Johnson sighs. "I'm not sure. All I know is that the running away theory... it's what they rolled with at the time and they weren't keen on revisiting Lois Wade's case. If the wind's blowing one way, you know what it's like."
Elin can read between the lines: Lois Wade's disappearance and the sighting of her on the island were very obviously a thorn in the side of Creacher's conviction. The police had made up their minds he was good for it, and Johnson's theory would have been an awkward inconvenience. If the cases were proven to be linked, and Creacher wasn't on the island when Lois Wade went missing, that would imply someone else was responsible. Having Lois Wade simply "missing" made Creacher's conviction a whole lot easier to swallow.
Elin understands why: as she'd said to Steed, there would have been immense pressure on a case like this, from press and public, to get answers and fast. But in doing so, they'd possibly let the real killer go free. If that was the case, it has seismic implications for what's happening here; her theory that whoever killed those teenagers also killed Bea Leger and Seth Delaney is now looking increasingly likely.
"So what happened after that?"
"I persisted, foolishly, as it turned out. Couldn't let it go, but when I tried to broach it—and particularly the boy's testimony—it went nowhere. Shortly after, I got pulled off the case." A pause. "Someone more experienced came in."
More experienced . They both know why he was pulled: his "alternative" theory would have slowed the path to a conviction.
"I went to the SIO, asked him to take another look, given the fact that Lois Wade still hadn't turned up, but by that stage, the ball was rolling. With a case like this, it comes down to who is telling the best story, defense or prosecution, and in this instance the prosecution's story about Creacher... it was compelling. He fit the bill, and then when the girl came forward to give her testimony, it was pretty much game over."
"Girl?"
Johnson clears his throat. "Yes. One of the other kids from the Outward Bound course. Eyewitness. She came forward a little while after, said she saw Creacher the night of the murders."
"Saw him where?"
"By the tents. Said she woke up, heard a disturbance. When she put her head outside the tent, she saw him running away from the camp."
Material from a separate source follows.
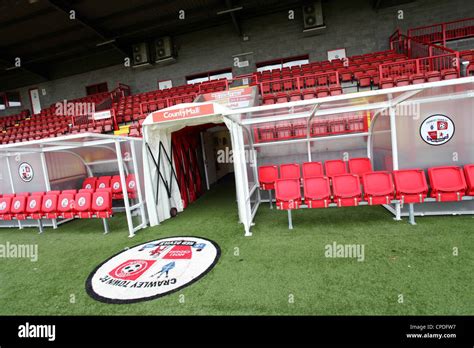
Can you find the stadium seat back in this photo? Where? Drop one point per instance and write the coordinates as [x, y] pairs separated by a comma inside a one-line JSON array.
[[335, 167], [312, 169], [290, 171], [316, 188], [360, 166], [33, 205], [267, 175], [89, 183]]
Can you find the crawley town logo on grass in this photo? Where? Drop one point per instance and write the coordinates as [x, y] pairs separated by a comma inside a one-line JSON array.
[[153, 269]]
"She could ID him in the dark?"
"Apparently so. Told us she flicked her flashlight on."
"That quickly?"
"So she said." There's a heavy silence.
"You had your doubts?"
Another sigh. "Yes. I hate to say it. She was a kid, and clearly traumatized, but there was something odd about her statement. Too perfect , a colleague said at the time, and I knew what she meant. The way she spoke, the poise... it bothered me. And of course the fact that it took her a few days to come forward—"
"A few days?"
"Yes. Said she was scared to say anything before, thought he'd get to her too."
"Do you remember the girl's name?"
"I do, all of that case is crystal clear to me. I probably shouldn't have, and this is to stay between you and me, but I've kept my old notebooks. Her name was Farrah." Johnson hesitates. "Farrah Riley."